Em síntese: conforme Grande sertão: cidades, o caráter urbano de Grande sertão: veredas estaria radicado no projeto de um “novo modelo de escrita da história”, pautado pela justaposição entre o discurso idealizador dos poderosos e os fragmentos que registram o cotidiano da gente miúda, “contraponto do grand récit ” que vem à tona em um “contar torto”. Assim como a metrópole de Benjamin, o sertão de Guimarães Rosa é apresentado por meio de uma “composição fragmentária, onde as ‘passagens' ou ‘veredas' constituem trilhas de informação”. Não é espaço que se deixe mapear com traçados contínuos, mas labirinto. “O sertão como labirinto, como lugar por excelência do errar”; “o perder-se no sertão”, “essa perda, que é a chave da construção do romance”, leva o protagonista (e o leitor) a encontrar-se diante de “‘passagens' da vida”, as quais formam “uma constelação de detalhes aparentemente irrelevantes que, no entanto, representam as juntas e os parafusos que mantêm funcionando a gigantesca máquina social”: as veredas “representam o próprio movimento da história”.
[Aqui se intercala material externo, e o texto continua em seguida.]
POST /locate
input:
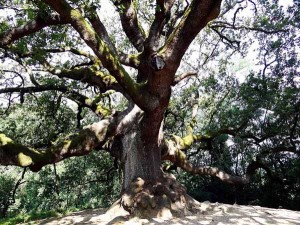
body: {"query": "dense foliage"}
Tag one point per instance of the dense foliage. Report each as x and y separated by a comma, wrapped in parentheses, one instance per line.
(246, 98)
No fim do ensaio, o autor analisa, a título de exemplo, três dessas “veredas-passagens”. Todas são retomadas em grandesertão.br , e vale mais a pena levar em conta, para a discussão específica das proposições, seu formato final. Aqui, basta a síntese dessas interpretações de episódios do romance em sua primeira formulação, apenas para observarmos aonde conduz a estratégia de leitura que parte da percepção do sertão como espaço similar à metrópole em sua conformação labiríntica.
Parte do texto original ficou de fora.